Non que je nie à quiconque le droit d'écrire en dépit d'un sens de l'orthographe en coma dépassé - Victor Hugo lui-même commettait de splendides fautes, alors hein, tout est dit - simplement ne venez pas m'asséner qu'une intelligence binaire peut remplacer des siècles de capillo-traction au service de cette langue de sadiques compulsifs qui est la nôtre.
Et là, sous vos yeux ébahis, démonstration. Tapons "correcteur" chez notre meilleur ami Google. En tête de liste, figure le site "bonpatron". Bien, dépassons la raillerie facile, nous savons tous que ce nom est stupide, qu'un bon patron est un patron mort, un peu de munificence mes amis, laissons-leur une chance. Proposons donc au miraculeux logiciel censé guérir les écrouelles grammaticales, une courte phrase truffée de vilenies orthographiques, inspirée par la merveilleuse série intitulée "Shuriken School" que mon fils, quatre ans, me fait subir à l'heure où j'écris ces lignes : "l'épreuve était part trop ardu, il est tombé du toi."
Que nous répond alors notre petit génie de l'orthographe ? Que tout va bien dans le meilleur des mondes, si ce n'est un léger doute sur "part" parce que bon, "si le sujet est féminin, le dernier mot doit terminer par e". Tristesse infinie.
"Saviez-vous que BonPatronPro ne coûte que 15$ (environ 10€) ?", nous annoncent, toute honte bue, ses concepteurs. J'en ris encore.
Commentaires
Non (si je puis me permettre). Un bon patron n'est pas un patron mort.
Un bon patron est un patron mort après d'atroces souffrances (48 heures minimum, ligoté devant TF1).
comme tout ça m'interpelle!!!je suis très mauvaise en orthographe!alors que faire?Le dico que j'use et re-use?ou?
Tu n'utilises pas BonPatron, tu utilises un vrai correcteur :)
La morale de tout ça, c'est qu'il ne faut pas faire confiance à google....
Une linguiste informaticienne qui fabrique des correcteurs...
P.S : je rajouterai même que ça sent le post qui manque d'inspiration parce qu'il est un peu connu ce correcteur qui fait n'importe quoi, la prochaine fois la traduction inverse de google? :-D
Constantin > Je pense qu'à peu près n'importe quelle chaîne fera l'affaire.
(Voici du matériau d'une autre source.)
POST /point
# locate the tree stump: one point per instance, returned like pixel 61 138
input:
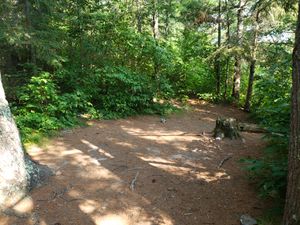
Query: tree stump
pixel 226 127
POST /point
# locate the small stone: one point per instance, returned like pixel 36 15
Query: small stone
pixel 247 220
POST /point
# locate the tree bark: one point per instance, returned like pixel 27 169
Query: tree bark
pixel 237 65
pixel 292 204
pixel 252 64
pixel 228 44
pixel 155 24
pixel 218 59
pixel 18 173
pixel 250 85
pixel 139 16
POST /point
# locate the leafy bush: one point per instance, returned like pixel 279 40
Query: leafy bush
pixel 270 171
pixel 123 93
pixel 42 109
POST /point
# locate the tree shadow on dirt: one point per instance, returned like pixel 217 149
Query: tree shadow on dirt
pixel 138 171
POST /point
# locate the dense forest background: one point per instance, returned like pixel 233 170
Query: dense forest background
pixel 109 59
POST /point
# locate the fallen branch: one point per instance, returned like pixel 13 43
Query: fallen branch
pixel 223 161
pixel 132 184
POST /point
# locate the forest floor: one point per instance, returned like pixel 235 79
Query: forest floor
pixel 139 171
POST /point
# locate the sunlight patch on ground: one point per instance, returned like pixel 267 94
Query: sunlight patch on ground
pixel 89 206
pixel 24 206
pixel 176 170
pixel 208 177
pixel 111 219
pixel 96 148
pixel 125 144
pixel 155 159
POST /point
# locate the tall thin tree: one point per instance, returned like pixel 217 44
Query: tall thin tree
pixel 292 204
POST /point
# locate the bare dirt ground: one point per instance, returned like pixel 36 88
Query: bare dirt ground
pixel 139 171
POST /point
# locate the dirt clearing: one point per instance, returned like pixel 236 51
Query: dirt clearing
pixel 139 171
J'ai regardé "M6 Hits" ce matin. J'ai mal.
formika > Le doute est le sel de l'esprit, comme disait l'autre. Oui donc, mille fois oui, au dictionnaire. Sinon, il y a le bon copain (ou la bonne copine) qui tue sa race en orthographe. Mais de grâce, ne te laisse pas abuser par les sirènes enjôleuses du correcteur binaire. Just say no (rhâââ, j'ai peut-être sauvé une vie ce soir).
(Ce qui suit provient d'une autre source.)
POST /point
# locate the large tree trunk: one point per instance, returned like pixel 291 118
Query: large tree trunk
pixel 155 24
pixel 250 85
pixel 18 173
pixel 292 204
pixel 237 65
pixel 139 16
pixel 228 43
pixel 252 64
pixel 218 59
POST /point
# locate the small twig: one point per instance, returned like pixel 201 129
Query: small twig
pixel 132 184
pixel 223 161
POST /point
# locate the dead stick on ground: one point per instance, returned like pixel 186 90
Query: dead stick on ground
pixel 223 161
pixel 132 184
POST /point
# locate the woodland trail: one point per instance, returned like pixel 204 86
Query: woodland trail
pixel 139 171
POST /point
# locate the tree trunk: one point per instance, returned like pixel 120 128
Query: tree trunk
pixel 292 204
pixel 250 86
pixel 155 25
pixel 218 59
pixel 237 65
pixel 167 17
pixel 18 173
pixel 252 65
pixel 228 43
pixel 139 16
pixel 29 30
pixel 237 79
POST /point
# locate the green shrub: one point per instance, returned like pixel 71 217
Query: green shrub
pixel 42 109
fanny > justement, je n'utilise pas de correcteur. Je préfère encore faire des fautes. Avec un peu de chance, quelqu'un me les signalera et la vexation ultime qui ne manquera pas de me submerger me permettra de m'en souvenir pour la fois suivante.
Après, pour le manque d'intérêt du billet, c'est possible. Si tout ce que j'écrivais était intéressant, je ne serais pas journaliste.
Sinon, c'est un peu mesquin ( la vile mesquinerie est le fonds de commerce du ci-présent blog, dont acte) mais je suggère un conditionnel pour "je rajouterai".
je me rends!!
oui un petit "s" mais j'aurais bien voulu que ça soit un futur... enfin comme je ne suis pas une terroriste de l'orthographe :)
(je vais lire les autres posts qui semblent fort intéressants)
Juste pour rétablir un fait : dans le temps, il y avait de bons patrons.
Dans Modes & Travaux.
(En plus, on pouvait se torcher avec)
Wini > Jésus-Marie-Joseph, un nouveau lecteur. Dieu existe donc ? (Fin de l'aparté avec les forces du bien.)
J'abonde en ton sens concernant la baisse de qualité scandaleuse de la presse féminine et son absence de prise en compte du développement durable. Tout ce papier glacé plein de vide rédactionnel et nullement réutilisable, c'est une honte mon bon monsieur (ou ma bonne dame, c'est toi qui vois).